Actor, painter, poet and, of late, playwright David Brendan Hopes moves through language with the sinewy, uninhibited grace of a double-jointed Rodney Yee protege. He dabbles in form with reckless abandon (here, a work of fiction; here, nature writing) and — enjoy verse or not — one thing can be said with certainty about Hopes’ newly published poetry tome: A Dream of Adonis (Pecan Grove Press, 2007) nimbly avoids the cliches, preciousness and cringe moments that generally plague poetry.
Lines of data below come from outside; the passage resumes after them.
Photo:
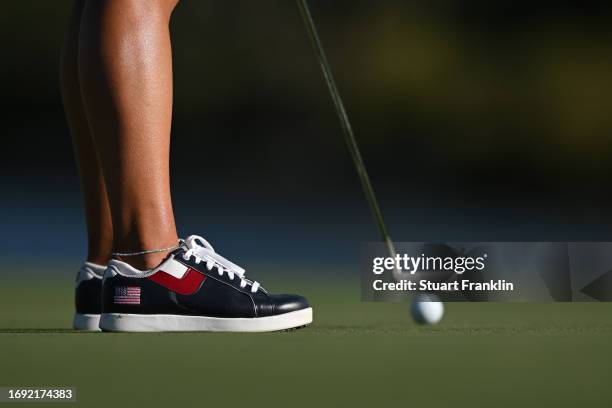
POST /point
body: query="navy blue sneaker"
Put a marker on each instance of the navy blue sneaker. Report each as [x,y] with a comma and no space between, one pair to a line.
[87,295]
[194,289]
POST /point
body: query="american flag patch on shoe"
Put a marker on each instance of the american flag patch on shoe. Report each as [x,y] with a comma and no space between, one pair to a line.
[127,295]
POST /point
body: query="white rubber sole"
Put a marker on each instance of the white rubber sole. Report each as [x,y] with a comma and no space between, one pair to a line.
[120,322]
[89,322]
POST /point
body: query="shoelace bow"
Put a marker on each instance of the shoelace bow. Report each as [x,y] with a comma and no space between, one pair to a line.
[201,249]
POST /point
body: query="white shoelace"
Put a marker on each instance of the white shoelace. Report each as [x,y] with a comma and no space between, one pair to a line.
[203,251]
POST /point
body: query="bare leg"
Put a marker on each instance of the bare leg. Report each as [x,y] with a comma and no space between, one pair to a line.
[125,69]
[97,212]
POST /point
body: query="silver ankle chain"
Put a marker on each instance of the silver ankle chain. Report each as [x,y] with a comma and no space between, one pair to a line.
[148,251]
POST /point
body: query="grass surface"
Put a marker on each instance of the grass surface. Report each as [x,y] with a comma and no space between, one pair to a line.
[355,354]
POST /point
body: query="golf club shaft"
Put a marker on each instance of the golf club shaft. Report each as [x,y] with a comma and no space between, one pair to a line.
[346,125]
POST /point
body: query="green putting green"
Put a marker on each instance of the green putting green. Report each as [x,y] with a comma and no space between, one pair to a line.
[355,354]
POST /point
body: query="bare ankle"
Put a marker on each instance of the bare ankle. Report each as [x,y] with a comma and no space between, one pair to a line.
[146,258]
[145,261]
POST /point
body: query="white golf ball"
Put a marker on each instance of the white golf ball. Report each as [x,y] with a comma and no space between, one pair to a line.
[427,309]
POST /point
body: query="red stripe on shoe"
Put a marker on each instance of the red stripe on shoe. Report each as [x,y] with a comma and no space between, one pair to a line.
[187,285]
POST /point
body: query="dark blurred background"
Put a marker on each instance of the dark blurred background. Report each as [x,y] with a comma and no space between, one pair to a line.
[477,120]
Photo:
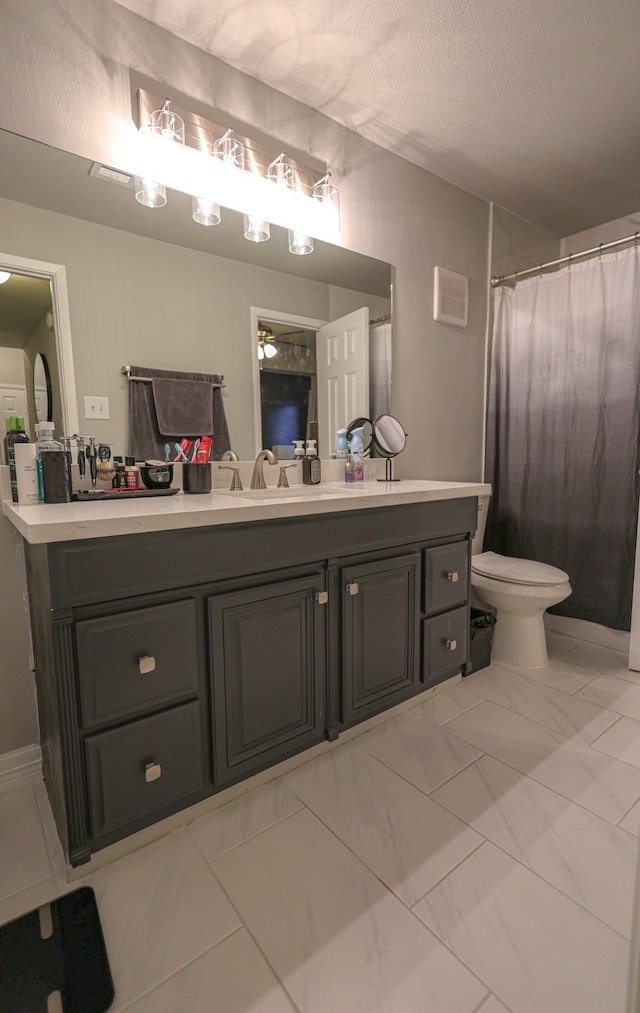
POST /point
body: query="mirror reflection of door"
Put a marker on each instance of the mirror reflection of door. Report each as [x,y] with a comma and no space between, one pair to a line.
[312,382]
[287,362]
[42,389]
[25,329]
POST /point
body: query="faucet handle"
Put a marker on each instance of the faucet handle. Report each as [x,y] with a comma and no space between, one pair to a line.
[236,481]
[283,480]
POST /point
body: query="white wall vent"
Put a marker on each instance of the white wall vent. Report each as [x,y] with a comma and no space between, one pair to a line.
[451,297]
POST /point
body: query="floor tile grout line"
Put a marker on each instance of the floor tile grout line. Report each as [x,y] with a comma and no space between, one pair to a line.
[251,935]
[177,970]
[569,696]
[251,837]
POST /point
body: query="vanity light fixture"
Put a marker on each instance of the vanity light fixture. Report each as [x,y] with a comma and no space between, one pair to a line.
[230,171]
[169,127]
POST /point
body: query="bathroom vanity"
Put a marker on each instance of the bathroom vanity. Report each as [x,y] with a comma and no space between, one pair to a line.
[183,645]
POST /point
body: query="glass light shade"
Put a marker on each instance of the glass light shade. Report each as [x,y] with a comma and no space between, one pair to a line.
[299,243]
[167,125]
[205,212]
[256,230]
[328,193]
[282,172]
[229,150]
[150,193]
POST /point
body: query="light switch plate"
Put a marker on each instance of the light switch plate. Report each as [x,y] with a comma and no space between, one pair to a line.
[96,407]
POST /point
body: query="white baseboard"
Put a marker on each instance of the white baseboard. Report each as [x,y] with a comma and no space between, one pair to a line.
[21,766]
[592,632]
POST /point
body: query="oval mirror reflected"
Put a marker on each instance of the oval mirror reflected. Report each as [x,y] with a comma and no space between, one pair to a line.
[389,436]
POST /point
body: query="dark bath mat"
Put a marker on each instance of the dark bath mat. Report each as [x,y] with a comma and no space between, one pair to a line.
[71,960]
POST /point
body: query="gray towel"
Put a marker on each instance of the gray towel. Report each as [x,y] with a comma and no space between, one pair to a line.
[145,440]
[183,407]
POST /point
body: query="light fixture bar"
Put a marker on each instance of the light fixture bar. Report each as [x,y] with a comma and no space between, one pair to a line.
[202,134]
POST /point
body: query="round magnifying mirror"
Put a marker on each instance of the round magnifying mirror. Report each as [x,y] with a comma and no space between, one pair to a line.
[389,441]
[43,393]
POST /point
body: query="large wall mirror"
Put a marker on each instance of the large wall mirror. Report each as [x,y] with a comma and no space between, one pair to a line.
[153,288]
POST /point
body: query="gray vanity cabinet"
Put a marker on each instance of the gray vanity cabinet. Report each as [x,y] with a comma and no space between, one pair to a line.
[381,606]
[268,670]
[172,664]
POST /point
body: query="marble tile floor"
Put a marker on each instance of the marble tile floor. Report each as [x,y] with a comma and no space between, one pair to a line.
[474,854]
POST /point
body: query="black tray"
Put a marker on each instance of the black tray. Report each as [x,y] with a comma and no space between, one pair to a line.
[71,960]
[86,494]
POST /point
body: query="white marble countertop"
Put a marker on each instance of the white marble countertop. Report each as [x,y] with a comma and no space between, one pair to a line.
[71,522]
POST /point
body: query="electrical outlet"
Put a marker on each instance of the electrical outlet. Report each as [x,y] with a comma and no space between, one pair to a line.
[96,407]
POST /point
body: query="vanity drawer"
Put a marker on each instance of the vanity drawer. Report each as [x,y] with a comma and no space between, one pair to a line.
[446,576]
[135,660]
[139,770]
[445,644]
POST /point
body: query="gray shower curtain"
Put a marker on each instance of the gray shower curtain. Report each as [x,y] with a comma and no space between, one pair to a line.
[563,430]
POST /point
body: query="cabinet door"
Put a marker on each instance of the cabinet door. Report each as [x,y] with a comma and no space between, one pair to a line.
[268,651]
[380,634]
[446,576]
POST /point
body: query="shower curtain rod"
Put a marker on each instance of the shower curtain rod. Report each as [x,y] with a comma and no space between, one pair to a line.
[569,258]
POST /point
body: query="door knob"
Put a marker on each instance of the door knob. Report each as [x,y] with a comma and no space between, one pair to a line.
[153,771]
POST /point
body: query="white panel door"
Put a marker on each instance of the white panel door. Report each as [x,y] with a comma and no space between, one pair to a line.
[342,367]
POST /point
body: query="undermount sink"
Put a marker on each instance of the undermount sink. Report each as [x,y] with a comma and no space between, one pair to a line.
[293,492]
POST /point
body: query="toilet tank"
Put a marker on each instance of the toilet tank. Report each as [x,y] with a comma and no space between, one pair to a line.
[478,539]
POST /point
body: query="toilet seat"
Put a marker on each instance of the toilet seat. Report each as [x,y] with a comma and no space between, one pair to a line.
[511,570]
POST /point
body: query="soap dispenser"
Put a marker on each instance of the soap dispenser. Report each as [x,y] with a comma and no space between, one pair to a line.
[311,468]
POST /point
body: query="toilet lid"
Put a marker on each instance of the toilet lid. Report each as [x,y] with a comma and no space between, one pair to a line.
[515,570]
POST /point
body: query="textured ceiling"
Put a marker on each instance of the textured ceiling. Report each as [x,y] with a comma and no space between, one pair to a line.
[532,103]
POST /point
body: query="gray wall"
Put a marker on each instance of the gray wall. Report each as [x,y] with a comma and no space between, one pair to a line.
[68,73]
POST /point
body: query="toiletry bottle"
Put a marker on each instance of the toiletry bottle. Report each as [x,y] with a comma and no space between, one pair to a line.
[15,435]
[311,467]
[341,448]
[131,472]
[54,472]
[357,455]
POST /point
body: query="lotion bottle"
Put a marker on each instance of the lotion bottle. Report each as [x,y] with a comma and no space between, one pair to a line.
[311,467]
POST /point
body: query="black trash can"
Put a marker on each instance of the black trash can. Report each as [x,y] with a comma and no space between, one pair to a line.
[481,638]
From the outset — from the cover, actually, which bears a Marc Chagall-like rendering of a man nude but for a blue scarf, flying across the moon astride a giant white goose — the book is unapologetic. The painting is Hopes’ work. This is his show in which he stars as himself. The poems are mostly love poems, many of the panting, lustful ilk, often directed toward hot young guys (”… anything but this gilt steel boy with honey curls”). Hence the Adonis tribute.
Adonis, the Greek god of desire and manly good looks, is a complex character. He also presides over spring and vegetation and all things verdant and regenerating. But the double-edged sword of birth, youthful vigor and gold-tinged good looks is death and mourning. In the case of mythological Adonis, untimely death at the tusks of a wild boar. In the case of Hopes’ book, the knowledge of one’s own mortality and metaphoric autumn.
“‘Van Morrison doesn’t sing so well after all’ / says one boy to another at the bar./ A man moving toward his prime / would never think such a thought,” Hopes writes. Beauty, the book suggests, is best appreciated by those who have aged beyond their own physical charms.
There are inklings of other poetry collections: Irish poet Paul Durcan‘s A Snail in my Prime and Walt Whitman’s Song of Myself. Art, memory, love and loss are hardly new themes in verse, but Hopes (like Durcan and Whitman) tackles them with such ferocious, unabashed honesty that they breathe new life into age-old grapplings.
Adonis, set between New York, the Blue Ridge mountains and rain-damp, romantic locales dotting the Irish landscape, offers a lush backdrop for the dream-scape of words and emotions Hopes dashes across the page. Some poems are tightly personal, others throw themselves open to the reader. Spiritual musings are flushed with lust, grave sites prove not an end but a linking of generations, geographic borders aren’t hard-drawn lines in the sand, but mere suggestions of what has been and what’s to come.
— Alli Marshall, A&E reporter
Ali– Thanks! It’s lovely
. . . except the “aged beyond one’s own physical charms” part. . . I don’t know. . .
“This is his show in which he stars as himself.”
…Certainly no surprise there.
Maybe this will be another Pulitzer Prize nominee.